Czy to źle? Niekoniecznie. W przypadku firm oznacza to bardziej ukierunkowany ruch, lepsze wskaźniki konwersji i mapę drogową napędzaną danych do sukcesu. Dla użytkowników oznacza to wyniki wyszukiwania, które faktycznie odpowiadają na ich pytania, zamiast prowadzić ich do labiryntu kliknięcia i dezinformacji. Ale jest koszt: Internet traci poczucie zaskoczenia.
Gdy możesz natknąć się na ukryty klejnot bloga, pochowany głęboko w wynikach wyszukiwania, który oferuje wyjątkową perspektywę, o której nie pomyślałeś. Teraz o wiele bardziej prawdopodobne jest, że widzą to, co wszyscy widzą – najlepiej zoptymalizowane, najlepiej działające treści, dostosowane do uniwersalnego uroku.
Przyszłość wyszukiwania: mądrzejsza, ale mniej zaskakująca?
Więc co dalej?
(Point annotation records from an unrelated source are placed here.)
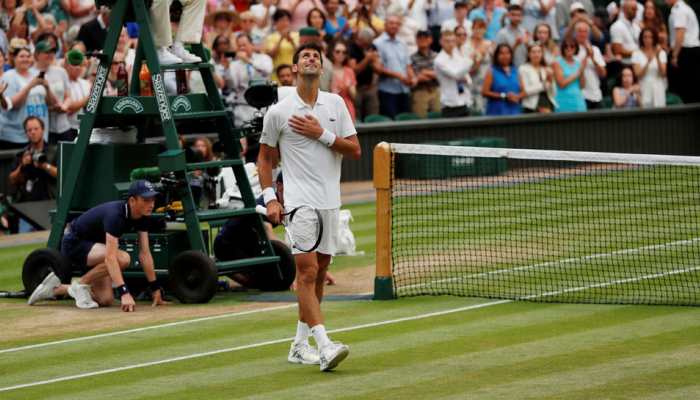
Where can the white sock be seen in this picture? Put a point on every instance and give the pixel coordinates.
(319, 332)
(302, 333)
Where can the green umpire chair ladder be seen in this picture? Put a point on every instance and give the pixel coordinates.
(162, 112)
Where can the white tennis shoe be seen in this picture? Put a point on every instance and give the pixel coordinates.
(303, 353)
(82, 296)
(332, 354)
(45, 289)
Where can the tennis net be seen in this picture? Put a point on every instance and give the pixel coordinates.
(542, 225)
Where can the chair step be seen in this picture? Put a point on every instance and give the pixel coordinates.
(209, 215)
(214, 164)
(175, 67)
(225, 267)
(201, 114)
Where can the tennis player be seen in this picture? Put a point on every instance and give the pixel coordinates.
(309, 131)
(91, 241)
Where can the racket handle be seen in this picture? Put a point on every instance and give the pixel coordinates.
(261, 210)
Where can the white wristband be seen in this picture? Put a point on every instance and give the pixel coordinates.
(327, 138)
(269, 195)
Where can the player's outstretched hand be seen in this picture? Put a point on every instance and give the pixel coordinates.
(128, 303)
(306, 125)
(158, 299)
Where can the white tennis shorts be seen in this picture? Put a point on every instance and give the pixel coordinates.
(329, 237)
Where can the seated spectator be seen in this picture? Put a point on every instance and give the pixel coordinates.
(624, 33)
(363, 16)
(394, 68)
(452, 72)
(515, 35)
(652, 19)
(425, 96)
(540, 13)
(627, 93)
(570, 78)
(285, 75)
(29, 94)
(363, 59)
(502, 87)
(336, 26)
(492, 15)
(543, 35)
(34, 172)
(538, 82)
(249, 65)
(317, 20)
(460, 18)
(480, 51)
(343, 82)
(281, 44)
(595, 67)
(649, 64)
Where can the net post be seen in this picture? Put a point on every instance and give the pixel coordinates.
(383, 280)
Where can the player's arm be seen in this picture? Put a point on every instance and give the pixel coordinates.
(115, 273)
(146, 260)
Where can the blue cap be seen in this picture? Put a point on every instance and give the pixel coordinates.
(142, 188)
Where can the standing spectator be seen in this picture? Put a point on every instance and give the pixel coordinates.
(78, 91)
(45, 56)
(298, 11)
(538, 82)
(624, 33)
(425, 96)
(363, 58)
(336, 26)
(317, 20)
(263, 12)
(515, 35)
(343, 82)
(543, 35)
(281, 44)
(29, 94)
(394, 68)
(285, 75)
(540, 12)
(685, 51)
(94, 32)
(649, 64)
(595, 67)
(570, 76)
(460, 18)
(626, 95)
(502, 87)
(492, 15)
(249, 65)
(34, 173)
(653, 19)
(480, 50)
(453, 74)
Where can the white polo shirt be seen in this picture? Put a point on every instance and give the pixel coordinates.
(626, 33)
(682, 16)
(311, 169)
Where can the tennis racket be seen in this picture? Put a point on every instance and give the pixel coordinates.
(303, 227)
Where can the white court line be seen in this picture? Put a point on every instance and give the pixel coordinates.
(146, 328)
(346, 329)
(557, 262)
(249, 346)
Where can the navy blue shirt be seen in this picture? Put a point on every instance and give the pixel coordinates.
(112, 217)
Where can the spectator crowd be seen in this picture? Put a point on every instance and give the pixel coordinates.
(385, 58)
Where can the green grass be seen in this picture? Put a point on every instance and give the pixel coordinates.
(544, 233)
(514, 350)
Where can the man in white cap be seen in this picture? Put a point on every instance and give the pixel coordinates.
(189, 30)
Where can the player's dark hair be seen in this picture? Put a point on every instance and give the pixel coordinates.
(308, 46)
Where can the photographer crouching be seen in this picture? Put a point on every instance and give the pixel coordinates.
(34, 173)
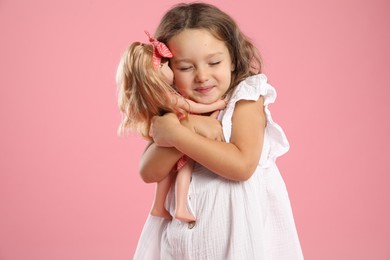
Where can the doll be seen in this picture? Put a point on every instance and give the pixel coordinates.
(145, 89)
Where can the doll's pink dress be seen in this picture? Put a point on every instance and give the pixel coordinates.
(235, 220)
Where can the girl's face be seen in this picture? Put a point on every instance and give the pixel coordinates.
(166, 71)
(201, 64)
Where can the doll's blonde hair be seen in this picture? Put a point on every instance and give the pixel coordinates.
(143, 91)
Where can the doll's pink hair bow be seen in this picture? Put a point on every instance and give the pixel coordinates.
(159, 50)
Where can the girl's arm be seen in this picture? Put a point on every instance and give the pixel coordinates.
(157, 162)
(235, 160)
(198, 108)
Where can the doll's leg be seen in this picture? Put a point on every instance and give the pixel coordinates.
(182, 185)
(161, 193)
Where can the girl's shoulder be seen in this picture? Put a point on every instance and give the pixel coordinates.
(252, 88)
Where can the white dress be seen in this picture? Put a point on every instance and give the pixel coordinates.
(235, 220)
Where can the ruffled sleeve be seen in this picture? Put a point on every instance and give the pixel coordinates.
(275, 141)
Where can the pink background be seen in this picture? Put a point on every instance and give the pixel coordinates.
(69, 186)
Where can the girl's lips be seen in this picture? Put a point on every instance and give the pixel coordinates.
(204, 90)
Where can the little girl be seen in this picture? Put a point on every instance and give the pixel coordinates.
(237, 192)
(144, 82)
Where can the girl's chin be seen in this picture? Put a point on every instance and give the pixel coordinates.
(205, 100)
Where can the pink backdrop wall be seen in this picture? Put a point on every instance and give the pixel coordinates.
(69, 186)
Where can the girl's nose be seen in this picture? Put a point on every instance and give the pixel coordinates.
(202, 74)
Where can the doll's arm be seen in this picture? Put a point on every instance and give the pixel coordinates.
(198, 108)
(235, 160)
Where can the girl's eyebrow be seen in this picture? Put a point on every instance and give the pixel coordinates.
(189, 60)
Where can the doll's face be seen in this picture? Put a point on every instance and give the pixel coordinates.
(167, 72)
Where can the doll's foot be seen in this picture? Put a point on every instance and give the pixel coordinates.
(184, 216)
(162, 213)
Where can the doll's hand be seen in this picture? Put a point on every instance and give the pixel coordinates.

Jeśli wyszukiwanie SEO i oparte na danych stają się bardziej precyzyjne, czy to oznacza, że Internet będzie bardziej wydajny, ale ostatecznie mniej interesujący? Czy małe głosy nadal będą w stanie przełamać szum, czy też wyniki wyszukiwania będą rządzone przez osoby z najlepszymi danymi, najlepszymi narzędziami i najlepszymi strategiami?
Nie ma łatwej odpowiedzi. Pewne jest to, że SEO nie polega już na pokonaniu algorytmu – chodzi o zrozumienie zasad gry. Ci, którzy dostają DAA, analizy predykcyjne i inteligencja wyszukiwania w czasie rzeczywistym, wyprzedzą grę.
Ale dla przeciętnego użytkownika przyszłość stanowi inne wyzwanie: nauka poruszania się po Internecie, która wie, czego chcesz, i zdecydować, czy to błogosławieństwo, czy klątwa.